McColl Elementary School

20550 Cathedral St, Detroit, MI 48228

-Abandoned 2010

|High Resolution page|

Locate it!

 

History of McColl Elementary School

McColl Elementary School was built in 1949 and opened in 1951. It was a series of smaller schools alongside others such as Weatherby, Kosciusko, and Healy built on the west side of Detroit as populations continued to grow throughout the 50s. McColl was named for Jay Robert McColl (1867–1936) the Dean of Engineering at the University of Detroit from 1911 to at least 1922. At 33,652 sf, McColl never received any additions and was a neighborhood school like the other schools built in the same general area discussed earlier. At the time of its construction McColl would have been built in a area of Detroit that was transitioning from semi rural residential housing to dense single family housing. Like many schools built in the 1950s Ribbon Windows, along with Steel construction and more, that would continue to be a hallmarks on school construction into the 60s. Into the 1990s, though enrollment was declining it wasn’t in the numbers that would be to come. The Franklin Park and Warrendale neighborhoods of Detroit located in the area around McColl had large populations of City Employees that kept the neighborhood largely intact. This was until 2000, when the Michigan Legislature passed a law ending the mandatory residency requirement for municipal workers, allowing them to live in the surrounding suburbs. This would start the large decline in the area around McColl as the last anchor residents of the neighborhood began to leave.

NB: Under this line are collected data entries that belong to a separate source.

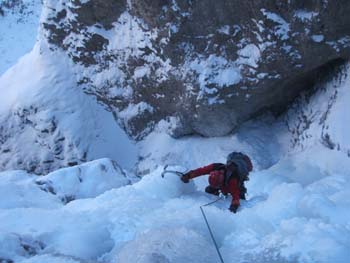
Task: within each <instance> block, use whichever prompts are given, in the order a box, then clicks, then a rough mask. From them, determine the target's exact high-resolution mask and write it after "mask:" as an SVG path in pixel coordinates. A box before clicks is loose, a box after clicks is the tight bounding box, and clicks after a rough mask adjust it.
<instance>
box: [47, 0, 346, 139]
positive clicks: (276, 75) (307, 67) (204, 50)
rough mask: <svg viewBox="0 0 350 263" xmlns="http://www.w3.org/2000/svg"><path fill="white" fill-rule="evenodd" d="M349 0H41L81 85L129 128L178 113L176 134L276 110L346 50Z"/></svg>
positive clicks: (318, 76)
mask: <svg viewBox="0 0 350 263" xmlns="http://www.w3.org/2000/svg"><path fill="white" fill-rule="evenodd" d="M340 6H341V7H340ZM347 10H349V3H348V2H347V1H341V2H337V1H313V2H309V3H307V4H305V3H304V2H300V1H287V2H278V3H276V2H275V1H264V2H255V3H253V4H252V3H250V2H247V1H239V0H236V1H231V2H227V1H212V0H201V1H184V0H176V1H175V0H171V1H170V0H168V1H160V0H157V1H155V0H130V1H112V0H104V1H100V0H95V1H74V2H72V1H67V0H60V1H52V0H47V1H46V2H45V4H44V15H43V17H42V25H43V28H42V31H41V34H42V36H45V39H47V40H48V41H49V43H50V44H51V48H53V49H57V50H63V51H64V52H65V54H66V55H67V56H69V57H70V58H71V59H72V61H74V62H75V63H76V64H79V65H84V69H82V70H83V71H84V72H85V74H83V75H82V76H81V78H80V79H79V80H78V82H79V88H81V89H85V90H87V91H88V92H89V94H92V95H94V96H96V97H97V98H98V99H99V100H100V101H101V102H102V103H104V104H105V105H108V107H109V108H110V109H111V110H113V111H114V112H115V114H116V115H117V116H118V117H119V118H120V120H121V123H122V125H123V127H124V128H125V130H126V131H127V133H128V134H129V135H131V136H132V137H133V138H135V139H140V138H144V137H145V135H147V134H148V133H149V132H151V131H152V130H153V129H154V127H155V126H156V125H157V123H159V122H160V121H163V120H166V121H168V122H169V123H170V122H171V121H170V119H174V118H175V119H176V121H175V122H171V123H170V124H171V125H170V124H169V126H171V129H170V132H171V133H172V134H173V135H175V136H181V135H187V134H199V135H204V136H222V135H226V134H229V133H230V132H232V131H233V130H234V129H236V128H237V127H238V126H239V125H241V124H242V123H243V122H244V121H246V120H248V119H250V118H252V117H255V116H256V115H257V114H259V113H261V112H266V111H267V110H271V111H274V112H275V113H281V112H282V111H283V110H285V109H286V106H287V105H288V104H289V103H290V102H292V101H293V99H294V98H295V97H296V96H297V95H298V94H299V93H300V91H301V90H303V89H308V88H311V86H312V85H313V84H314V83H315V81H316V80H317V79H318V77H319V76H320V75H322V74H323V73H324V71H325V69H327V67H325V65H328V66H331V67H333V66H337V65H338V64H339V63H341V62H343V59H346V58H349V56H350V37H349V35H350V31H349V28H348V27H347V26H345V25H347V24H349V23H350V21H349V16H348V12H347ZM77 31H78V32H79V33H77ZM174 124H175V125H174Z"/></svg>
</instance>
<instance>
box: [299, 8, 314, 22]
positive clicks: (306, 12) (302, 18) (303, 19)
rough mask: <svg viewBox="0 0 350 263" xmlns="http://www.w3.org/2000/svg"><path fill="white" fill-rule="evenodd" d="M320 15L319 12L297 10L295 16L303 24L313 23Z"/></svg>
mask: <svg viewBox="0 0 350 263" xmlns="http://www.w3.org/2000/svg"><path fill="white" fill-rule="evenodd" d="M318 15H319V13H317V12H312V11H307V10H302V9H301V10H297V11H295V13H294V16H295V17H297V18H298V19H300V20H301V21H302V22H306V21H311V20H312V19H314V18H315V17H316V16H318Z"/></svg>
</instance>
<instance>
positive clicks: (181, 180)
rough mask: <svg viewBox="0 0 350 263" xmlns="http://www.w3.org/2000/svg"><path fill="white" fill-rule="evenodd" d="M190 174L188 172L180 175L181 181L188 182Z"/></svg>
mask: <svg viewBox="0 0 350 263" xmlns="http://www.w3.org/2000/svg"><path fill="white" fill-rule="evenodd" d="M190 175H191V173H190V172H188V173H185V174H184V175H183V176H181V177H180V179H181V181H183V182H184V183H185V184H187V183H189V182H190V178H191V177H190Z"/></svg>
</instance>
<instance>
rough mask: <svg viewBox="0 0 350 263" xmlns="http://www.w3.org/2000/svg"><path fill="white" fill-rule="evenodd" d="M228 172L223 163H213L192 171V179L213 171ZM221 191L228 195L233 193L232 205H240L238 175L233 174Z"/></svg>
mask: <svg viewBox="0 0 350 263" xmlns="http://www.w3.org/2000/svg"><path fill="white" fill-rule="evenodd" d="M217 172H220V173H223V174H225V173H226V167H225V165H224V164H222V163H212V164H209V165H207V166H204V167H201V168H198V169H196V170H192V171H190V176H189V178H190V179H193V178H196V177H198V176H201V175H205V174H211V173H217ZM220 191H221V192H222V193H223V194H224V195H226V194H231V196H232V202H231V204H232V205H239V196H240V188H239V183H238V177H237V176H231V177H230V178H229V179H228V181H227V182H226V183H224V185H223V186H221V187H220Z"/></svg>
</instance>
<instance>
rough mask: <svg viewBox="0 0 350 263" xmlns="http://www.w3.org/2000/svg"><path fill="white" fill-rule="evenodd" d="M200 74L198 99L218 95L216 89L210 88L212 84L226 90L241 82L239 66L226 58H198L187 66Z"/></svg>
mask: <svg viewBox="0 0 350 263" xmlns="http://www.w3.org/2000/svg"><path fill="white" fill-rule="evenodd" d="M185 68H188V69H190V70H193V71H194V72H195V73H196V74H198V81H199V86H200V92H199V95H198V98H202V97H203V96H204V94H214V93H216V88H209V87H208V86H209V85H210V84H217V85H218V86H219V87H221V88H224V87H227V86H231V85H234V84H237V83H239V82H240V81H241V78H242V76H241V73H240V70H239V68H238V65H237V64H236V63H233V62H229V61H227V60H226V59H225V58H224V57H218V56H216V55H210V56H209V57H208V58H196V59H195V60H193V61H190V62H188V65H186V66H185Z"/></svg>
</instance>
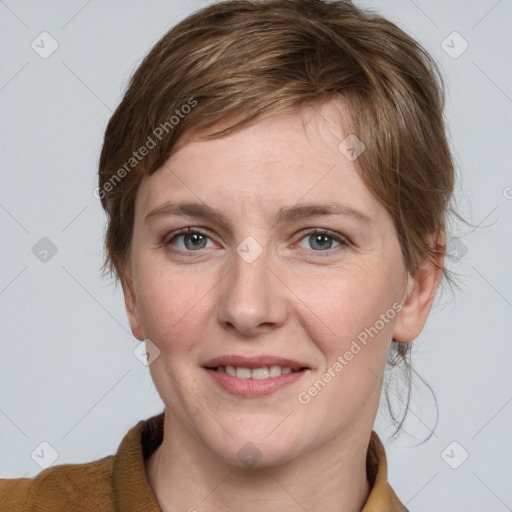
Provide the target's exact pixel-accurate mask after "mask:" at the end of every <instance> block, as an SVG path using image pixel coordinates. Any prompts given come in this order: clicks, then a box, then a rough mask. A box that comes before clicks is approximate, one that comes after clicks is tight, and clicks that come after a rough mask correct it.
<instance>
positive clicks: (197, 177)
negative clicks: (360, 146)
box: [136, 102, 382, 216]
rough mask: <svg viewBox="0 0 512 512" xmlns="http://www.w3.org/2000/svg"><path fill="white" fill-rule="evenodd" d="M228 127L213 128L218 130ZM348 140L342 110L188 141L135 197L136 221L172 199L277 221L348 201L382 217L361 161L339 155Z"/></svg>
mask: <svg viewBox="0 0 512 512" xmlns="http://www.w3.org/2000/svg"><path fill="white" fill-rule="evenodd" d="M222 128H223V126H217V127H215V131H218V130H220V129H222ZM348 135H350V132H349V128H348V115H347V112H346V110H344V107H343V105H340V104H338V103H336V104H335V103H334V102H332V103H330V104H326V105H323V106H322V107H311V108H304V109H302V110H300V111H299V110H297V111H295V112H291V113H286V114H278V115H272V116H270V117H267V118H266V119H263V120H261V121H259V122H257V123H255V124H253V125H251V126H249V127H247V128H243V129H241V130H239V131H236V132H234V133H232V134H230V135H228V136H225V137H221V138H215V139H210V140H204V137H203V138H202V137H201V134H189V135H188V137H186V138H185V139H184V140H183V141H182V142H181V144H180V145H179V148H178V149H177V150H176V151H175V152H174V153H173V155H172V156H171V157H170V158H169V159H168V160H167V161H166V162H165V164H164V165H163V166H162V167H161V168H160V169H158V170H157V171H156V172H155V173H154V174H153V175H151V176H150V177H146V178H144V180H143V182H142V183H141V185H140V187H139V191H138V195H137V208H136V209H137V211H138V215H139V216H140V215H142V216H145V215H146V214H147V213H148V212H149V211H151V210H153V209H155V208H156V207H158V206H160V205H162V204H164V203H165V202H166V201H169V200H181V201H184V200H195V201H197V202H203V203H205V204H207V205H208V206H211V207H215V208H217V209H224V210H226V211H232V212H234V213H236V214H237V215H242V214H244V213H248V211H249V210H251V211H256V210H257V211H258V212H265V213H266V214H268V215H271V214H272V215H273V214H274V210H275V211H277V210H279V209H280V208H282V207H286V206H289V205H291V204H296V203H298V202H301V201H302V202H304V201H307V202H314V203H319V202H331V203H332V202H335V201H339V202H343V203H347V206H351V207H353V209H359V210H364V211H366V212H368V214H370V215H371V214H372V213H373V214H377V213H378V210H379V207H380V208H382V207H381V206H380V205H379V204H378V203H377V201H376V200H375V199H374V198H373V196H372V195H371V194H370V192H369V191H368V189H367V188H366V186H365V185H364V183H363V181H362V179H361V177H360V174H359V170H358V168H357V162H356V161H351V160H350V159H349V158H347V155H346V153H344V152H343V151H340V143H341V142H342V141H344V140H345V139H346V137H347V136H348Z"/></svg>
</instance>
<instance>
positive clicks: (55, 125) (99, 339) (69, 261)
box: [0, 0, 512, 512]
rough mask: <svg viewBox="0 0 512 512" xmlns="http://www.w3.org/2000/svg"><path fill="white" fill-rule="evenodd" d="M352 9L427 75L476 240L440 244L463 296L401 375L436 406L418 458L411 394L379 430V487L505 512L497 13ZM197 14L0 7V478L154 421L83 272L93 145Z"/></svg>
mask: <svg viewBox="0 0 512 512" xmlns="http://www.w3.org/2000/svg"><path fill="white" fill-rule="evenodd" d="M357 3H358V4H359V5H361V6H364V7H372V8H374V9H376V10H378V11H380V12H381V13H383V14H384V15H385V16H387V17H389V18H390V19H391V20H392V21H394V22H396V23H397V24H398V25H399V26H400V27H402V28H403V29H404V30H406V31H407V32H408V33H410V34H411V35H413V36H414V37H415V38H417V39H418V40H419V41H420V42H421V43H422V44H423V45H424V46H425V47H426V48H427V49H428V50H429V51H430V52H431V53H432V54H433V55H434V57H435V58H436V60H437V61H438V62H439V64H440V66H441V69H442V71H443V73H444V76H445V78H446V83H447V110H446V114H447V118H448V124H449V129H450V133H451V141H452V145H453V149H454V154H455V158H456V161H457V166H458V171H459V174H460V179H459V183H458V186H457V190H458V198H459V205H460V211H461V213H462V214H463V215H464V216H465V217H466V219H468V220H469V221H470V222H472V223H473V224H474V225H475V226H480V227H478V228H476V229H474V228H471V227H467V226H458V228H457V229H456V230H455V231H454V232H453V233H452V235H453V236H454V237H455V239H453V240H452V241H451V243H450V244H451V245H450V250H451V251H452V255H451V257H450V259H449V265H450V268H451V269H453V270H454V271H455V272H457V273H459V274H460V281H461V283H462V289H461V291H460V292H456V293H455V294H454V295H452V294H451V292H450V291H449V290H447V291H446V292H445V293H443V295H442V296H441V297H440V298H439V301H438V303H437V305H436V307H435V308H434V311H433V313H432V315H431V318H430V320H429V323H428V325H427V327H426V329H425V331H424V333H423V334H422V336H421V337H420V339H418V340H417V341H416V342H415V347H416V348H415V351H414V354H415V359H414V365H415V368H416V369H417V370H418V371H419V372H420V374H421V375H422V376H423V377H424V378H425V379H426V380H427V382H428V383H429V384H430V385H431V386H432V388H433V390H434V392H435V395H436V398H437V402H438V408H439V422H438V424H437V428H436V430H435V432H434V434H433V435H432V437H431V438H430V440H429V441H427V442H425V443H423V444H419V442H420V441H421V440H423V439H425V437H426V436H427V435H428V433H429V432H430V428H431V427H433V425H434V423H435V407H434V404H433V400H432V397H431V395H429V394H428V392H427V391H426V390H425V387H424V386H421V385H420V384H421V381H419V379H416V384H415V387H414V390H413V391H414V401H413V403H412V404H411V412H410V415H409V420H408V422H407V424H406V432H407V433H405V434H403V435H402V436H401V437H400V438H399V439H398V440H396V441H393V440H391V439H389V438H388V434H389V433H390V428H389V426H388V425H389V419H388V418H387V416H386V415H385V414H382V415H381V414H379V416H378V421H377V424H376V427H375V429H376V430H377V432H378V433H379V434H380V436H381V439H382V440H383V442H384V443H385V445H386V450H387V455H388V464H389V479H390V482H391V484H392V486H393V487H394V489H395V490H396V492H397V494H398V495H399V497H400V498H401V500H402V501H403V502H404V503H406V504H407V506H408V507H409V508H410V510H411V511H414V512H435V511H440V512H446V511H466V512H477V511H478V512H481V511H484V510H485V511H486V512H489V511H496V512H500V511H506V510H512V486H511V482H512V464H511V462H510V461H511V459H512V440H511V434H510V432H512V429H511V426H512V371H511V369H512V367H511V363H512V343H511V341H512V340H511V334H510V333H511V330H512V314H511V313H512V309H511V308H512V272H511V266H512V258H511V254H512V237H511V226H512V172H511V161H512V150H511V147H512V144H511V141H512V126H511V125H512V123H511V121H512V73H511V57H510V55H512V32H511V31H510V26H511V24H512V2H511V1H510V0H500V1H496V0H480V1H475V0H473V1H467V0H453V1H449V2H445V1H442V0H435V1H427V0H415V1H412V0H393V1H391V0H382V1H366V2H362V1H361V2H357ZM204 5H206V2H205V0H194V1H187V2H185V1H176V0H173V1H170V0H168V1H161V0H159V1H156V0H153V1H149V2H142V1H134V0H131V1H124V2H114V1H112V0H110V1H101V2H100V1H99V0H90V1H68V2H58V1H46V2H36V1H35V0H34V1H28V0H27V1H21V0H17V1H15V0H6V1H0V43H1V48H2V50H1V63H2V65H1V67H0V116H1V117H0V118H1V126H0V130H1V134H0V140H1V144H2V145H1V148H2V151H1V161H0V166H1V173H2V174H1V176H2V179H1V188H0V225H1V236H2V260H1V263H2V264H1V267H0V312H1V341H0V347H1V352H0V355H1V357H0V393H1V394H0V443H1V444H0V477H20V476H34V475H35V474H37V473H38V472H39V471H40V470H41V467H40V466H38V465H37V463H36V462H35V460H37V457H36V456H34V459H35V460H34V459H33V458H32V457H31V453H33V452H34V450H36V452H35V453H42V452H41V449H43V451H44V452H45V454H46V455H45V456H46V457H47V456H49V455H48V454H50V455H51V453H52V452H51V449H49V448H48V447H47V446H46V445H43V447H42V448H41V446H40V443H41V442H44V441H46V442H48V443H49V444H50V445H51V446H52V447H53V449H55V451H56V452H57V453H58V459H57V460H56V461H55V462H54V464H61V463H68V462H71V463H79V462H86V461H91V460H95V459H98V458H101V457H104V456H106V455H108V454H111V453H114V452H115V451H116V450H117V447H118V444H119V442H120V440H121V438H122V437H123V435H124V434H125V433H126V432H127V430H128V429H129V428H130V427H132V426H133V425H134V424H135V423H136V422H137V421H138V420H140V419H142V418H146V417H149V416H151V415H153V414H156V413H158V412H160V411H161V410H163V406H162V403H161V401H160V399H159V397H158V395H157V393H156V390H155V388H154V386H153V384H152V382H151V379H150V377H149V372H148V370H147V368H146V367H144V366H143V365H142V364H141V363H140V362H139V360H138V359H136V357H135V356H134V355H133V350H134V349H135V348H136V346H137V344H138V341H137V340H136V339H135V338H134V337H133V336H132V335H131V332H130V329H129V326H128V322H127V318H126V314H125V311H124V304H123V301H122V294H121V290H120V288H119V289H115V288H114V287H113V286H112V285H110V284H109V283H108V282H106V281H103V280H102V279H101V277H100V274H99V272H98V268H99V266H100V264H101V262H102V252H101V251H102V236H103V229H104V220H105V219H104V216H103V212H102V209H101V206H100V203H99V201H98V200H97V199H96V198H95V197H94V196H93V190H94V188H95V186H96V169H97V162H98V157H99V151H100V148H101V142H102V136H103V132H104V129H105V126H106V123H107V121H108V119H109V117H110V116H111V114H112V111H113V110H114V108H115V107H116V106H117V104H118V103H119V101H120V99H121V95H122V91H123V90H124V87H125V85H126V82H127V80H128V78H129V76H130V74H131V72H132V71H133V70H134V68H135V67H136V65H137V64H138V63H139V62H140V60H141V58H142V57H143V56H144V55H145V53H146V52H147V51H148V50H149V49H150V48H151V46H152V45H153V44H154V43H155V42H156V41H157V40H158V39H159V38H160V37H161V36H162V35H163V34H164V33H165V32H166V31H167V30H168V29H169V28H170V27H171V26H172V25H174V24H175V23H176V22H177V21H178V20H179V19H181V18H183V17H184V16H185V15H186V14H188V13H190V12H192V11H193V10H195V9H197V8H199V7H202V6H204ZM44 31H46V32H48V33H49V34H50V35H51V37H52V38H53V39H54V40H55V41H56V42H57V43H58V48H57V49H56V51H55V52H54V53H53V54H52V55H50V56H49V57H48V58H46V59H43V58H42V57H41V56H40V55H39V54H38V53H36V51H34V50H33V49H32V47H31V43H32V42H33V41H35V43H34V44H39V51H40V52H43V51H48V50H49V49H51V46H50V45H51V40H50V39H49V38H48V36H40V34H41V32H44ZM454 31H456V32H458V33H459V34H460V36H461V37H462V38H463V39H461V38H460V37H459V36H458V35H457V34H453V32H454ZM41 38H46V39H44V43H41ZM443 41H444V43H443ZM464 41H467V43H468V45H469V46H468V48H467V50H466V51H464V53H462V54H461V55H460V56H457V54H458V53H460V51H461V50H462V49H463V48H464V44H465V43H464ZM43 44H44V48H42V46H43ZM450 54H451V55H450ZM454 56H457V58H454ZM435 150H436V148H435V147H433V148H432V151H435ZM43 237H47V238H48V239H50V240H51V241H52V243H53V244H54V245H55V246H56V248H57V253H56V254H55V255H53V256H52V255H51V252H50V253H49V254H48V255H47V261H46V262H42V261H40V259H39V258H38V257H36V254H37V253H38V250H35V252H36V254H34V253H33V247H34V246H35V245H36V244H37V243H38V241H39V240H40V239H41V238H43ZM461 237H462V238H461ZM38 248H39V246H36V249H38ZM39 249H40V248H39ZM43 256H44V254H39V257H43ZM384 410H385V409H383V411H384ZM454 441H455V442H457V443H458V444H457V445H451V446H450V444H451V443H452V442H454ZM447 447H449V448H448V449H447V450H446V448H447ZM37 450H39V451H37ZM465 452H467V453H468V454H469V457H468V459H467V460H466V461H465V462H464V463H462V464H461V465H460V466H459V467H458V468H457V469H453V468H452V467H450V465H449V464H448V463H450V464H451V465H452V466H457V465H458V464H460V462H461V461H462V460H463V458H464V454H465Z"/></svg>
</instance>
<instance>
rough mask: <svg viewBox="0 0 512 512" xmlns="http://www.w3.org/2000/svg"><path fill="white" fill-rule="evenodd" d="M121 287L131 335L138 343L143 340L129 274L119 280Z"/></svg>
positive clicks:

Recollection from the author

Upon Entering Hutchison it was the start of a new adventure for me. This was officially me completing my long term goal of Urban Exploration, to explore a Detroit Public School which I thought were all secured heavily but I soon found out some were owned by the lank bank. Of which Hutchison was one, upon entering the school for the first time it was a sense of into the dark wide open, A new frontier of sorts of something I truly had never seen before. Going in I knew the abandoned schools of Detroit were some of the best gems of the abandonment of Detroit but it wasn’t till I entered were I saw that come to light.